I understand mud and water should be kept to a minimum but sometimes you don't have a choice. I have been threw water and mud with my BBSHD bike that I built and not had much issue. Yesterday while on my Atom Lynx X 6 I went threw some mud and got quite a bit behind the both sides of the motor covers causing hangups and grinding. Removing them requires crank removal. I personally feel this purpose built ebike has a poor design in that aspect.


----------



## Varaxis (Mar 16, 2010)

That's some ****. Glad I went Shimano STEPS, trusting Shimano engineers to have a better idea of what demands/challenges mtbs face.

On other emtb forums, a lot of UK guys are going through Brose motors on their Levos at an alarming rate.

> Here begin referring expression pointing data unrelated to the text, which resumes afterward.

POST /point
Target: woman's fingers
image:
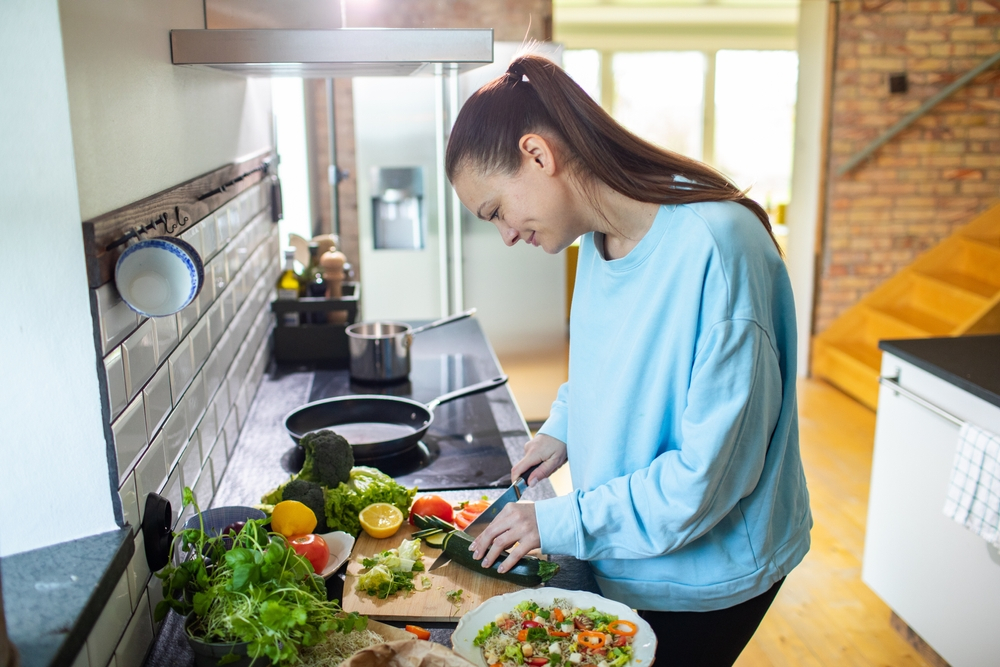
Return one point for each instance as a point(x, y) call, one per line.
point(515, 529)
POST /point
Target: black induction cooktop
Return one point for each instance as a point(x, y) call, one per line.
point(463, 449)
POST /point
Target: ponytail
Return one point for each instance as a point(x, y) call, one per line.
point(536, 96)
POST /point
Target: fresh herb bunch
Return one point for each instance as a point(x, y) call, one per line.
point(250, 587)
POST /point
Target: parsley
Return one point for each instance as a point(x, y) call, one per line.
point(272, 591)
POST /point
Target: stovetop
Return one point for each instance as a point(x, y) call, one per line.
point(462, 449)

That said, they do shamelessly report derestricting them, but don't believe that to be reason for the fault.


----------



## Salespunk (Sep 15, 2005)

I have had my Levo is water over the BB 4 or 5 times in the last few days without issue


----------



## rancher52 (Aug 16, 2019)

Got a Trek Powerfly 7fs, been riding in snow, melted water,slush, all winter, oil the chain it's been rock solid, though my butt and back is usually streaked with mud, Really any MTB, should not matter if it screams through a puddle, IMOP.

Sent from my SM-G955U using Tapatalk


----------



## Cody01 (Jul 23, 2014)

Since there was a design flaw I will be sealing it up good myself when I put it back together.


----------